Unter der sengenden Nachmittagssonne blieb er mit dem Rad stehen, um zuzusehen, wie Betta den Platz überquerte. Den Lenker fest in den verschwitzten Händen, einen Fuß am Boden und den anderen auf dem Pedal, starrte er sie unverwandt an. Der Mund stand ihm offen vor lauter Bewunderung.
Sie trug Zöpfe, Armbändchen um Handgelenk und Fesseln sowie ein kurzes Fransenkleid. Noch war sie nicht gebräunt, denn sie war gerade erst aus Rom für die Ferien hergekommen. Ihre Flipflops schnalzten, als sie mit raschen Schritten zum Brunnen lief.
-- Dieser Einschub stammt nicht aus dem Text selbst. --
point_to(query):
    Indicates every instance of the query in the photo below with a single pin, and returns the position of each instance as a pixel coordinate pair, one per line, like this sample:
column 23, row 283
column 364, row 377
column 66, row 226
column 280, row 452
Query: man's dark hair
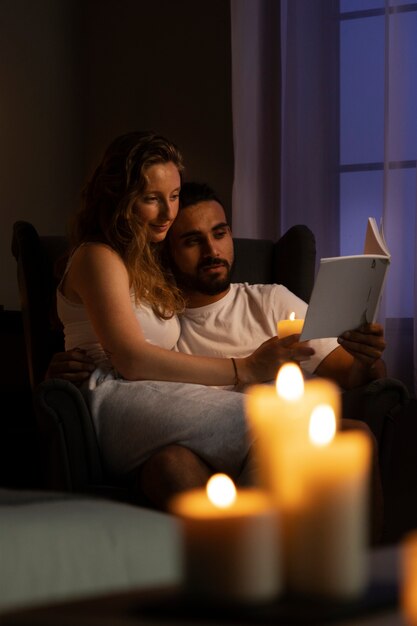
column 192, row 193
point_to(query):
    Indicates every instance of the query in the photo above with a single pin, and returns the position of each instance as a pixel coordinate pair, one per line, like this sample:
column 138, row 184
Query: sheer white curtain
column 400, row 189
column 285, row 134
column 286, row 143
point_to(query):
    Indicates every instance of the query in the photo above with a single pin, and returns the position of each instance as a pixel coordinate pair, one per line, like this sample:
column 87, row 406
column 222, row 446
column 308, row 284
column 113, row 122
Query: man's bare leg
column 169, row 471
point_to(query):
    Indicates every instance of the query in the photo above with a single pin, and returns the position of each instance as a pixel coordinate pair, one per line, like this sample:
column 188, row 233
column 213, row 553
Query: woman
column 116, row 303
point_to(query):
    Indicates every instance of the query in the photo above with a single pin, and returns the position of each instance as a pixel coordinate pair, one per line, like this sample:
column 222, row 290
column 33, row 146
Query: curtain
column 286, row 143
column 256, row 98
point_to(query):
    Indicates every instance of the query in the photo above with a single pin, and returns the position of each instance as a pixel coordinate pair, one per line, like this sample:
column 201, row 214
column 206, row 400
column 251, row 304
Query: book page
column 374, row 239
column 346, row 294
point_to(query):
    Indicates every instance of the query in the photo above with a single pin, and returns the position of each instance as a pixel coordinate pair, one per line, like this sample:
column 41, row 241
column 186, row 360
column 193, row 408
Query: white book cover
column 348, row 289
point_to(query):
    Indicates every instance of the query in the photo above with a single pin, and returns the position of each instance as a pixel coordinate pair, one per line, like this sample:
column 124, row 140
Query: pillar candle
column 290, row 326
column 327, row 530
column 230, row 552
column 280, row 414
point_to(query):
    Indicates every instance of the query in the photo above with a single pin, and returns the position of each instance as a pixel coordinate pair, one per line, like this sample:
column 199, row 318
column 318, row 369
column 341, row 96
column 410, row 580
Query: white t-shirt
column 243, row 319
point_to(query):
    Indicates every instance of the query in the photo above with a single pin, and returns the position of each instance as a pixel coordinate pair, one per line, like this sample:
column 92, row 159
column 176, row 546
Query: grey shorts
column 133, row 419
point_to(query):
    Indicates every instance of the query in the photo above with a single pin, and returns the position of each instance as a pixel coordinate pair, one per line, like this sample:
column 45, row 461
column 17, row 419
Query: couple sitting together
column 157, row 337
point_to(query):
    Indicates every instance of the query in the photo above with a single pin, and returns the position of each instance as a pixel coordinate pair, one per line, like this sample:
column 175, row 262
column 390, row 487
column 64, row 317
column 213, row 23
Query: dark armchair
column 71, row 456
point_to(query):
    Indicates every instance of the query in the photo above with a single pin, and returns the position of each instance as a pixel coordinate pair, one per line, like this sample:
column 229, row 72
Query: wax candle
column 280, row 414
column 408, row 578
column 231, row 548
column 328, row 527
column 290, row 326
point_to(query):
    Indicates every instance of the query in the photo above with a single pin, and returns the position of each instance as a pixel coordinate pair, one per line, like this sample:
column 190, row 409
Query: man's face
column 201, row 249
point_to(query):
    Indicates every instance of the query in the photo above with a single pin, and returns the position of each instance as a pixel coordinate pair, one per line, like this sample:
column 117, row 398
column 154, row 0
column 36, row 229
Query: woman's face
column 157, row 205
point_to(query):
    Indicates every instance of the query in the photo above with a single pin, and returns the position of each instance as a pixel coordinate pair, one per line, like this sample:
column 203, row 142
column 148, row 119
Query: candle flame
column 322, row 427
column 290, row 382
column 221, row 491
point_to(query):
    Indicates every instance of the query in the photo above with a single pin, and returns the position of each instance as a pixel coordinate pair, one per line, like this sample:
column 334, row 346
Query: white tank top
column 79, row 332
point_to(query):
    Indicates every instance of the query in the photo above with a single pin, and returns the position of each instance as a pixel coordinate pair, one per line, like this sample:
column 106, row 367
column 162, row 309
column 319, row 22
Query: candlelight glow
column 221, row 491
column 290, row 382
column 322, row 427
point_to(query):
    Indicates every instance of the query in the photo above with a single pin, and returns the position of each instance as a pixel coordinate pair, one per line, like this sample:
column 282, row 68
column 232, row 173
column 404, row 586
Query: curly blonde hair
column 107, row 215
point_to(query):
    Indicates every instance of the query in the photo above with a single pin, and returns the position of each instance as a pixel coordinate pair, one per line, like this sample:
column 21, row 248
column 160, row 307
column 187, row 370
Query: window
column 378, row 129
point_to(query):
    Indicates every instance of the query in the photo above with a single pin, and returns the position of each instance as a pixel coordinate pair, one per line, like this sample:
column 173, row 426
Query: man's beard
column 208, row 284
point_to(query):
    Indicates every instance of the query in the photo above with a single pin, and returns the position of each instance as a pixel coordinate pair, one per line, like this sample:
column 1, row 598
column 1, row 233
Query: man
column 228, row 319
column 200, row 251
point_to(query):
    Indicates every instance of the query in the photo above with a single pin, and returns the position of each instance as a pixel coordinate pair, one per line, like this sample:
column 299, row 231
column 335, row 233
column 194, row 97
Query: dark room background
column 76, row 73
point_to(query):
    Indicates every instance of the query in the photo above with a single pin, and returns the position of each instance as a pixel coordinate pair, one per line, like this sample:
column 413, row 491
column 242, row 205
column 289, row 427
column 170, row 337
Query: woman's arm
column 98, row 278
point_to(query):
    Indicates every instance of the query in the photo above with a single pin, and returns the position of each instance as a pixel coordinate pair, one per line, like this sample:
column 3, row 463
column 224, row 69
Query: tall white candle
column 328, row 529
column 291, row 326
column 231, row 549
column 280, row 414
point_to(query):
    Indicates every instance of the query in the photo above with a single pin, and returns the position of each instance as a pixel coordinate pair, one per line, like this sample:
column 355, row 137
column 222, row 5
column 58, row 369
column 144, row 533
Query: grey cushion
column 57, row 547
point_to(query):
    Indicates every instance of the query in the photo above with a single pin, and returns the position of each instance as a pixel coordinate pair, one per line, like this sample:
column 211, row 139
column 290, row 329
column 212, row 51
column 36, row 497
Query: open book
column 348, row 289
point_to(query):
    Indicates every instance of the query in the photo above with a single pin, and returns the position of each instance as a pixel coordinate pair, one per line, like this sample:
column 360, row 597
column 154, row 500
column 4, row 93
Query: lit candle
column 408, row 578
column 231, row 542
column 290, row 326
column 280, row 414
column 328, row 529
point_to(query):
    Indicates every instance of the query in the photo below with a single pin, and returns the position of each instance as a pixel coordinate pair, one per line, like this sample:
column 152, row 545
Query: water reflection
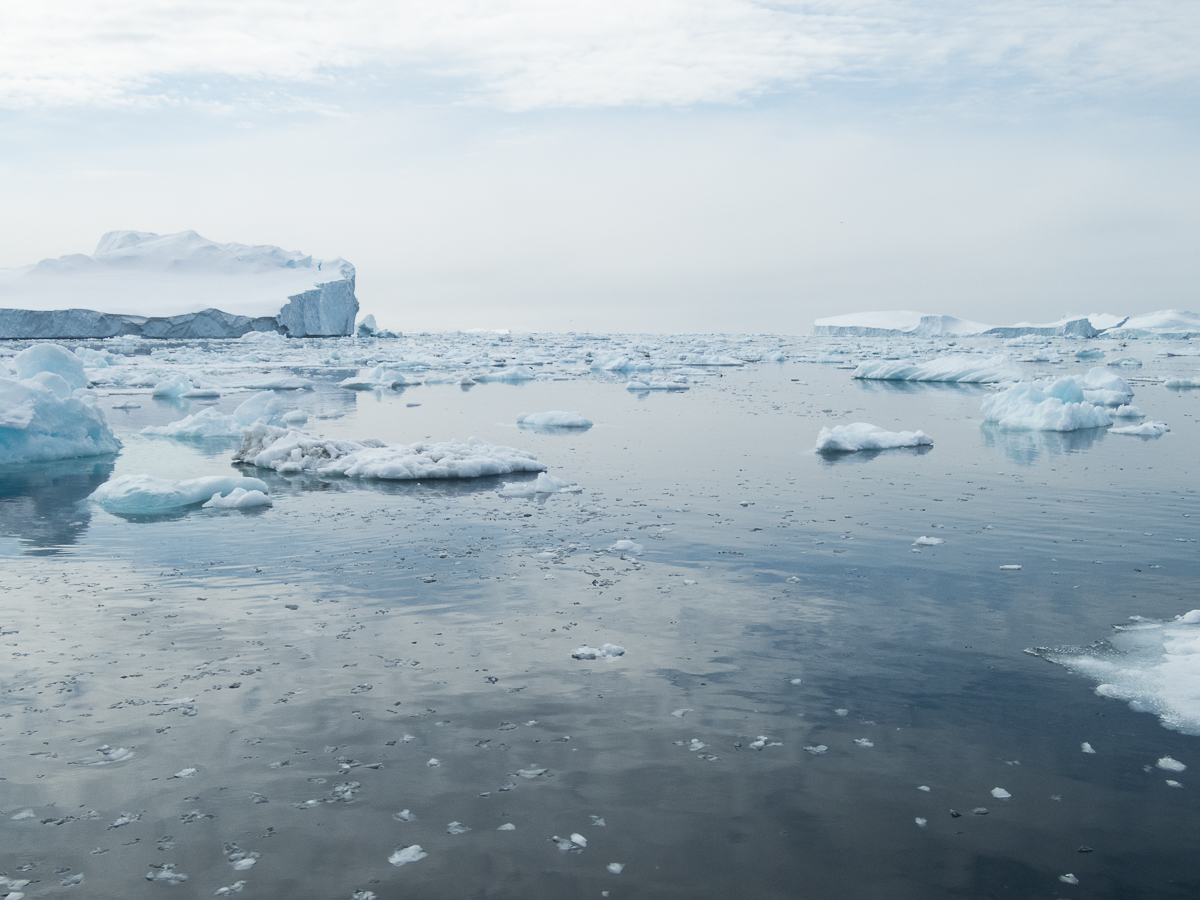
column 40, row 502
column 1025, row 447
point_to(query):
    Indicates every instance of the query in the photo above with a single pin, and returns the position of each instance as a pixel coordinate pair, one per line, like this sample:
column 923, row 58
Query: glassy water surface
column 274, row 703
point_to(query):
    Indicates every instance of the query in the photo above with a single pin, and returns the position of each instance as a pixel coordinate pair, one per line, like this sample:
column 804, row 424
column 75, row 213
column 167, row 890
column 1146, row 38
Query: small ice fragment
column 407, row 855
column 610, row 651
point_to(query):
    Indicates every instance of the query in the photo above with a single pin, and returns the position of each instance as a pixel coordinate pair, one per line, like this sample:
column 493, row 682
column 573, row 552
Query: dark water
column 436, row 621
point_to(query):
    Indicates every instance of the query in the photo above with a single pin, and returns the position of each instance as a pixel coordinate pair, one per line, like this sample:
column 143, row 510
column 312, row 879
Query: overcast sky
column 609, row 165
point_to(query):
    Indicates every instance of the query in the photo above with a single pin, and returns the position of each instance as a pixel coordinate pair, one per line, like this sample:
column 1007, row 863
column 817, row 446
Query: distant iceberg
column 166, row 286
column 963, row 369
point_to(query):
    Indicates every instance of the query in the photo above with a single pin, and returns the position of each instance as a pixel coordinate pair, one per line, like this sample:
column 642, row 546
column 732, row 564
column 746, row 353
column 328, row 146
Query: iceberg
column 148, row 496
column 863, row 436
column 163, row 286
column 1044, row 406
column 47, row 413
column 1153, row 666
column 292, row 451
column 963, row 369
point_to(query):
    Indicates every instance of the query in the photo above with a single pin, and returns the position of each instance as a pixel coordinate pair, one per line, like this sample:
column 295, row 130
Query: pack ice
column 166, row 286
column 48, row 413
column 291, row 451
column 863, row 436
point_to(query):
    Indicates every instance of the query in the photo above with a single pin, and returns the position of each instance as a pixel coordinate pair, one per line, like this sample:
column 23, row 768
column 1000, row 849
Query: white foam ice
column 1153, row 666
column 605, row 651
column 863, row 436
column 293, row 451
column 961, row 369
column 1044, row 406
column 543, row 485
column 555, row 418
column 1146, row 430
column 145, row 495
column 47, row 412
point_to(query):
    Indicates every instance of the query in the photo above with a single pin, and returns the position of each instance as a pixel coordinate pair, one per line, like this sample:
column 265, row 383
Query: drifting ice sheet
column 145, row 495
column 959, row 367
column 289, row 451
column 1155, row 666
column 863, row 436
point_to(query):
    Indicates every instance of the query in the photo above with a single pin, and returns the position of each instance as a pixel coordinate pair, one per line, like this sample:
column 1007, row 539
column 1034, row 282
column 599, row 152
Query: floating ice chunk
column 407, row 855
column 238, row 498
column 288, row 451
column 1044, row 406
column 167, row 873
column 145, row 495
column 555, row 418
column 957, row 367
column 605, row 651
column 1146, row 430
column 863, row 436
column 1127, row 412
column 42, row 418
column 1151, row 665
column 544, row 484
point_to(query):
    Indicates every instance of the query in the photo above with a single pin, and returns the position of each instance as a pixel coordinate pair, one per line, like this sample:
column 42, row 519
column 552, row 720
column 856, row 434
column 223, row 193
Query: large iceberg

Luca konnte den Blick einfach nicht abwenden. Nicht, weil sie so schön war - das fanden mittlerweile alle. Sondern weil er genau in dem Moment begriffen hatte, dass er Betta liebte.
Die lief weiter und unterhielt sich mit Marina Luzi, mit der er auf die Grundschule gegangen war. Als Marina ihn erkannte, winkte sie, und auch Betta drehte sich zu ihm um. Da zuckte Luca zusammen. Ohne den Gruß zu erwidern, nahm er den Fuß vom Boden und raste tief über den Lenker gebeugt nach Hause. Das Herz schlug ihm bis zum Hals. Er trat in die Pedale, ohne weiter auf die Eier zu achten, die in einer Tüte am Lenker baumelten. Obwohl sie in Zeitung eingeschlagen waren, gingen alle kaputt, sodass ihn seine Mutter schimpfte und zum Laden zurückschickte: Sein wöchentliches Taschengeld würde entsprechend gekürzt werden.
Nach dem Abendessen überlegte er, dem älteren Bruder sein Gefühlschaos anzuvertrauen. Maurizio war fast sechzehn: Er hatte Betta schon oft erlebt und kannte sich bestimmt mit solchen Dingen aus.
Sie saßen allein im Wohnzimmer, der Vater, ein Maresciallo, ein Inspektor bei den Carabinieri, war wegen einer Streiterei auf dem Revier, während die Mutter in der Küche den Abwasch machte.
»Und Betta?«, sagte er, als wäre das Erklärung genug. Nicht einmal er selbst wusste, was er damit eigentlich meinte, hatte aber das dringende Bedürfnis, seinen Emotionen irgendwie Ausdruck zu verleihen.
»Eine Schlampe«, meinte Maurizio schulterzuckend, während er kaugummikauend seinen Comic las und den Mund zu einem selbstgefälligen Grinsen verzog. Dem auf der Sessellehne sitzenden Luca verschlug diese Antwort dermaßen die Sprache, dass er sich gleich wieder in sein Mickymaus-Heft vertiefte. Aus der Küche kamen das Klappern von Geschirr und die Stimme der Mutter, die alte Schlager mitträllerte.
Von da an war Betta wieder seine heimliche Liebe: Sein Bruder hatte wirklich keine Ahnung, was Betta betraf.
Nach der Begegnung auf der Piazza himmelte er sie aus der Ferne an, als wäre sie die Madonna. Man konnte so einiges über sie sagen, aber an die Jungfrau Maria erinnerte sie eher weniger. Nicht, dass er jetzt Maurizios Meinung teilte, aber eine Heilige war Betta gewiss nicht. Doch ein seliges Gemüt, das hatte sie!
Und das gefiel ihm ausgezeichnet. Denn so war Betta nun mal. Oder Elisa-Tetta, wie sie wegen ihrer großen Brüste von gewissen Typen genannt wurde. Soweit er das beurteilen könnte, nannte sie niemand bei ihrem richtigen Namen: Elisabetta.
In dem Sommer, als er sechs war, hatte Luca sie zum ersten Mal gesehen.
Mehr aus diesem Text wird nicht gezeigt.